O secretário-geral da ONU, António Guterres, que tem alertado repetidamente sobre as mudanças climáticas, respondeu ao relatório dizendo que “a humanidade enfrenta um futuro insuportável”.
“Já estamos vendo uma catástrofe para a saúde e a vida de bilhões de pessoas em todo o mundo, ameaçadas por calor recorde, secas que destroem plantações, fome crescente, aumento de surtos de doenças infecciosas, tempestades mortais e inundações”, disse Guterres em um comunicado.
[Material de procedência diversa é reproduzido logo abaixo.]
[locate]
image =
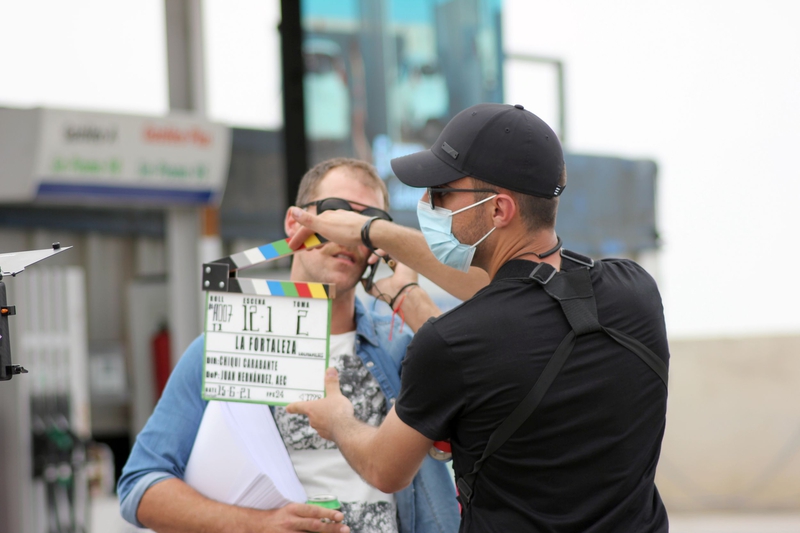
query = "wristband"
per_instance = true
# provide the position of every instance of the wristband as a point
(365, 234)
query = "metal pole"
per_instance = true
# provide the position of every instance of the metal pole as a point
(294, 115)
(185, 65)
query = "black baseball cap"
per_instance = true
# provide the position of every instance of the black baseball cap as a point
(504, 145)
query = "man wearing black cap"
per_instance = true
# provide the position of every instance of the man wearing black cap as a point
(550, 383)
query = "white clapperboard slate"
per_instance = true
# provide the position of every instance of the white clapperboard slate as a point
(266, 342)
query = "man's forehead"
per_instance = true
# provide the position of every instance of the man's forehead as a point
(351, 184)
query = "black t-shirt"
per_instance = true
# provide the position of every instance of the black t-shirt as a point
(585, 460)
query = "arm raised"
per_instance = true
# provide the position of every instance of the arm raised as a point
(406, 245)
(172, 506)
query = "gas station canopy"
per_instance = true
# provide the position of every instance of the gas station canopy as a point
(88, 158)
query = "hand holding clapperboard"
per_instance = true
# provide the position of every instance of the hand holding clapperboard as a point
(266, 343)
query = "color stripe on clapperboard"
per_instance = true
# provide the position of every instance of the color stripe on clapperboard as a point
(264, 287)
(268, 252)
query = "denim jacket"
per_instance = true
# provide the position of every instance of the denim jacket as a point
(163, 447)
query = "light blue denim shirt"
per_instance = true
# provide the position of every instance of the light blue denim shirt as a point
(162, 449)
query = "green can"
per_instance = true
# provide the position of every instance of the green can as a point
(328, 501)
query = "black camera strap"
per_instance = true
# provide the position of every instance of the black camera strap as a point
(572, 288)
Como o Rio de Janeiro, destaque na imprensa internacional por ter atingido um recorde assombroso na terça-feira (14/11), a temperatura nominal foi de 39°C, mas a sensação térmica atingiu 58,5°C, segundo o sistema de monitoramento Alerta Rio, da prefeitura. Esta foi a “maior temperatura desde o início dos registros” em 2014. O recorde anterior de sensação térmica de 58°C havia sido registrado em fevereiro.
Grande parte do Brasil está passando por uma onda de calor extremo desde o fim de semana. O Instituto Nacional de Meteorologia (Inmet) colocou 15 estados do sudeste, centro-oeste e parte do norte do país, bem como a capital, Brasília, em alerta máximo.
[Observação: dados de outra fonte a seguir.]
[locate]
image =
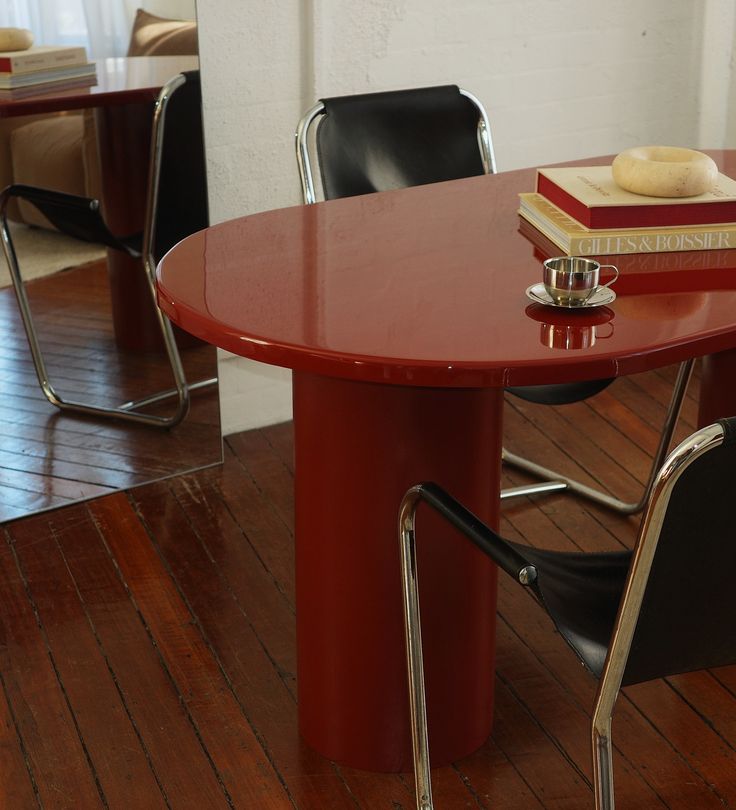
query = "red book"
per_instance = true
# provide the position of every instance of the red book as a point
(590, 195)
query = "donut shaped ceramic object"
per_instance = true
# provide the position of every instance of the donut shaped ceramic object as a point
(664, 171)
(15, 39)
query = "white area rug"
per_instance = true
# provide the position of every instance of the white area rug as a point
(42, 252)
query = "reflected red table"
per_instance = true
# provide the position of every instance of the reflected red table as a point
(122, 100)
(403, 315)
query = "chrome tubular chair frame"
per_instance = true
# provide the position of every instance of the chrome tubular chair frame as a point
(556, 482)
(128, 411)
(510, 558)
(551, 481)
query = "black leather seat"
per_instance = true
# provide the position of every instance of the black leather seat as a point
(400, 138)
(176, 207)
(663, 609)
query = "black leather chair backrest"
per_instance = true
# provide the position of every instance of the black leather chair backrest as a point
(396, 139)
(182, 195)
(688, 614)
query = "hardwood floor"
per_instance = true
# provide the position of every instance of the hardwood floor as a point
(147, 647)
(48, 458)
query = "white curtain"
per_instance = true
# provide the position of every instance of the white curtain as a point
(102, 26)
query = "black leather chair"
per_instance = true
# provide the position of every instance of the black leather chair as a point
(629, 616)
(176, 206)
(381, 141)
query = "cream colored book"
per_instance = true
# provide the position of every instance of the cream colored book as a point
(590, 195)
(575, 240)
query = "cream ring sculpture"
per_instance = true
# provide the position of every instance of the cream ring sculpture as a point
(664, 171)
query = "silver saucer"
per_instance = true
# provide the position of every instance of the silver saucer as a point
(601, 297)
Com 37,3°C, Brasília registrou na terça-feira a temperatura mais alta para um mês de novembro desde o início dos registros em 1962, de acordo com o Inmet.
Na segunda-feira, a maior cidade da América Latina, São Paulo, registrou o segundo dia mais quente da história, com 37,7°C, um pouco abaixo dos 37,8°C registrados em outubro de 2014.
Alertas pelo mundo
Dann Mitchell, do departamento de riscos climáticos da Universidade de Bristol, no Reino Unido, disse ao Science Media Center que os alertas de saúde “já catastróficos” sobre as mudanças climáticas “não conseguiram convencer os governos a reduzir as emissões de carbono o suficiente para cumprir a primeira meta do Acordo de Paris de +1,5°C”.
Para Marina Romanello, sem um progresso real contra as mudanças climáticas e as emissões de gazes que provocam o efeito stufa, “a crescente ênfase na saúde nas negociações climáticas corre o risco de se tornar apenas uma retórica”.